Leaderless In-Place BFT Consensus
Recently, I came across two papers: Hotstuff , a byzantine fault tolerant (BFT) consensus protocol, and RMWPaxos , an in-place consensus protocol. This blog post is a thought experiment on: how to combine Hotstuff and RMWPaxos to create a leaderless BFT in-place consensus protocol. For this, I will briefly revisit both protocols, discuss how they can be combined, followed by a short discussion.
Hotstuff is a BFT consensus protocol (used by Facebook’s cryptocurrency LibraBFT) under the partial synchrony system model. The distinguishing properties of Hotstuff are:
- Linear message complexity: The total size of messages communicated during leader view change and value proposal are linear to the number of replicas O(n).
- Optimistic responsiveness: A leader must only wait for the first n-f responses to create a proposal that will make progress (leader does not wait for a timeout).
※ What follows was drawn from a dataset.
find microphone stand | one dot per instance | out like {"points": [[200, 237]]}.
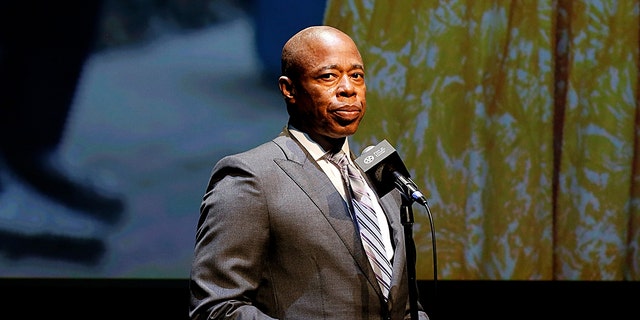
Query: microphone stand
{"points": [[406, 215]]}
No previous protocol has simultaneous achieved both properties. Notably, Practical Byzantine Fault Tolerance (PBFT)  has quadratic O(n^2) proposal complexity, and cubic O(n^3) view change message complexity, and Tendermint  has quadratic O(n^2) message complexity and uses timeouts (not responsive).
There are two core ideas that produce these properties:
- Threshold signatures: Threshold signatures are used instead of non-threshold signatures. This allows the message size of signatures to be reduced from n to 1, as n partial signatures can be combined into 1 signature, reducing the message complexity by factor n. A quorum certificate (QC) is a cryptographic threshold proof that at least 2f+1 replicas have signed for a value.
- Three phases: The consensus protocol consists of three phases instead of two phases: prepare; pre-commit; commit. In comparison, the PBFT protocol consists of two phases: prepare; commit. The pre-commit phase guarantees that f+1 honest replicas have received and saved the QC from the prepare round. If this QC is committed, it follows that it will be the highest QC the proposer receives during the next prepare round. This can be achieved with linear message complexity (whilst still ensuring progress without timeouts).
Further optimisations include pipelining. Simultaneous proposals in different stages are pipelined and grouped together. The view is changed for every prepare phase thus each proposal has its own view.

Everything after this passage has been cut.